Our discussion went round and round but we ended up going back to one fundamental question – does motherhood trump everything else? Even selfhood? (I’d like to pose that question using the word parenthood, but Horan’s book is focused specifically on Mamah, and I think it’s also fair to say that men are unfortunately not held to same standards when it comes to involvement in their children’s lives.) The answer to that question is obviously entirely personal but it’s a hard one for me to sort through.
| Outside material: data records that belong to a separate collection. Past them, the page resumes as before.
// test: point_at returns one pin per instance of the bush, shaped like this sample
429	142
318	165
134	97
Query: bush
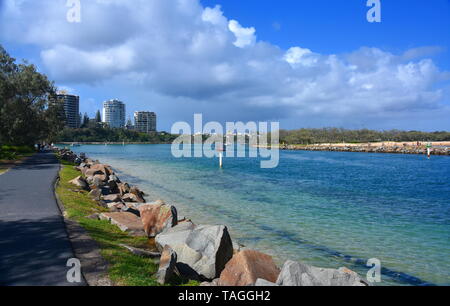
14	152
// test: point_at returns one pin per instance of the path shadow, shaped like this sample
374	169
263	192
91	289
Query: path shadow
34	252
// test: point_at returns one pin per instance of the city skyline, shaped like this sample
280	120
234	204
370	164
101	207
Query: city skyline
303	64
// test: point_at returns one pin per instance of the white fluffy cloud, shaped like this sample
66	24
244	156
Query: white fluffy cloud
178	48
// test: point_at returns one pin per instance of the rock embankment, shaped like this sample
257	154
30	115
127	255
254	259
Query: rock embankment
200	252
367	148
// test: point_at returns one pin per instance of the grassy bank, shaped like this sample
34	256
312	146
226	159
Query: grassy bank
125	269
12	155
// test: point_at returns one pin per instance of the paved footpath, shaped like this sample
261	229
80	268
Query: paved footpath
34	248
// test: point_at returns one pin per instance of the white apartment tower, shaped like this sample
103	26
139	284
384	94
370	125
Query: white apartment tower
145	122
114	113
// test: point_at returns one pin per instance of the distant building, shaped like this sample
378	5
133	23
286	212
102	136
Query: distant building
145	122
129	125
114	113
71	104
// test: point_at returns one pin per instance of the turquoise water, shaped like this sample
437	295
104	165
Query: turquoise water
328	209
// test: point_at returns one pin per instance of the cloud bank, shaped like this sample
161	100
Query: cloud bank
180	49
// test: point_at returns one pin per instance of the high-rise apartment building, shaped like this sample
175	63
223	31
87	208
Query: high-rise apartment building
71	104
114	113
145	122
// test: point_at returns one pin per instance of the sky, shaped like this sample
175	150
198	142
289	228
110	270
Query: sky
303	63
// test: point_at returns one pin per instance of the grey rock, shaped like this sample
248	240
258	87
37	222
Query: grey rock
300	274
174	236
214	283
112	198
205	253
80	182
263	283
167	265
95	194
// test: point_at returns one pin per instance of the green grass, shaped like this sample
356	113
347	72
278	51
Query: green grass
125	269
11	155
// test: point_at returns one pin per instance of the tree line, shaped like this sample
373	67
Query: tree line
338	135
105	134
27	116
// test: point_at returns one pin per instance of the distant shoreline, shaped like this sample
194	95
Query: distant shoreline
418	148
107	143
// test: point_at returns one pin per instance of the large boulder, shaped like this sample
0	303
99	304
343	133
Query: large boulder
138	193
111	198
124	188
104	169
175	236
80	182
167	265
91	172
112	184
157	218
205	251
131	197
95	194
300	274
246	267
127	222
263	283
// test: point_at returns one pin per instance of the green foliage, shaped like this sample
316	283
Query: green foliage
125	269
14	152
336	135
26	117
111	135
98	117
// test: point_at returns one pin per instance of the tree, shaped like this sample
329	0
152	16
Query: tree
98	117
24	102
85	121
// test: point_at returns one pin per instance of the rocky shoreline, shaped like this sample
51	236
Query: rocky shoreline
367	148
205	253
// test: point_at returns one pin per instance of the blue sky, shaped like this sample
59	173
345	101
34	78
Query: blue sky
301	62
339	26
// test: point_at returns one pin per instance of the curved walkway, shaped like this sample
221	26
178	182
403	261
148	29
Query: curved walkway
34	247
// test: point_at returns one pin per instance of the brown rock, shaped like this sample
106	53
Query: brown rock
101	177
80	182
246	267
95	194
157	218
127	222
92	172
104	169
167	265
112	198
124	188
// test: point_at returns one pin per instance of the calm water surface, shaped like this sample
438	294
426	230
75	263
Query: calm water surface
328	209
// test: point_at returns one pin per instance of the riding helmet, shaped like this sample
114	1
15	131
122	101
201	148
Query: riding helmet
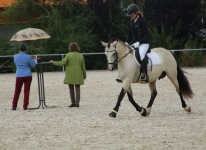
132	9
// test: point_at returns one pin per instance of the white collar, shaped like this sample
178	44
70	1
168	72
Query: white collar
136	19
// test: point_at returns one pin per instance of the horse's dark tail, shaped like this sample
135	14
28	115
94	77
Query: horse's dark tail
184	84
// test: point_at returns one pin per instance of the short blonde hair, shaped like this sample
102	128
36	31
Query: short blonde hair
74	47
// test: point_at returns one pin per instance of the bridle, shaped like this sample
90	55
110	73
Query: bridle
116	61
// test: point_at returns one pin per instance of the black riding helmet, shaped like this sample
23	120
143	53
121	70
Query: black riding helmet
132	9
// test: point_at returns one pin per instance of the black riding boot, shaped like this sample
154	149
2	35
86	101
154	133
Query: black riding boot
144	76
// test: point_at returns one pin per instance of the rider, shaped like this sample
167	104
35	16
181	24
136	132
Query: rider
138	35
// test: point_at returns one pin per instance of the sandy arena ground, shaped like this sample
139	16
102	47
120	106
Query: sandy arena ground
89	127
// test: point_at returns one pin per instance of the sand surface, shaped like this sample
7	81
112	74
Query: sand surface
169	126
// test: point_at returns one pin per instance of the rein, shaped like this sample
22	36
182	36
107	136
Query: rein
116	61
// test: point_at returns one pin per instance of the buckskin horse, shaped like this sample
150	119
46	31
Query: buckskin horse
118	52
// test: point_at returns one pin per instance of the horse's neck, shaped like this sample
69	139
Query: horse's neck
123	53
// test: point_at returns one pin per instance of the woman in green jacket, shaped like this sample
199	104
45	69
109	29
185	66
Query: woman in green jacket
75	72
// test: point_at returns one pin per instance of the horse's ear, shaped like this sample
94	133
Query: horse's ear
104	44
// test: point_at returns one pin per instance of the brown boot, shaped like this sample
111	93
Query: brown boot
144	76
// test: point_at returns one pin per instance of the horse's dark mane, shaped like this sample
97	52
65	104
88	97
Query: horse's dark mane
112	40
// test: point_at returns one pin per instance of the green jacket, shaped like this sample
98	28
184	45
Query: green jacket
75	68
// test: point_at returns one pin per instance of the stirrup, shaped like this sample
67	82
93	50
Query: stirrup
119	80
144	77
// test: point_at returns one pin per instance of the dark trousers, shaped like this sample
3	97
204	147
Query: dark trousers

Horan portrays Mamah’s husband as a kind, generous man who loved her. But he wasn’t an intellectual match for her and she was slowly suffocating in the life they lived. She had two children and she loved her children. Along came Frank Lloyd Wright (married with six children of his own) and her entire world turned upside down.

 

So is there a way to correct an error like that? Should Mamah have been punished for the rest of her life for choosing the wrong man? There is an interesting moment in the book when Wright receives a letter from his minister, urging him to return to his wife and children with the implication that it would be all right to keep Mamah as his mistress. And at least in the beginning of their affair, Mamah’s husband is willing to forgive her if she would only decide to come back. Is that the solution? Should she have stayed with her husband, continued some charade of a family unit and kept up her passionate affair with Wright on the side? Would that have been better for her children? Horan creates a Mamah who couldn’t do that – who wanted all or nothing but who ended up with all and nothing.

 

The ending of the book comes as a horrible surprise and if anyone knows the true story of what happened to Mamah Borthwick, you’ll know what I’m talking about. Real life doesn’t ever follow a neatly packaged narrative and so the book is forced to strike out into territory that doesn’t have much to do with its central question. I couldn’t help being somewhat disappointed by that, even if I realize Horan was just trying to stay true to the facts. It’s just the book was written very much like a novel, so that sudden derailing seemed to significantly undermine what I felt was the heart of the story.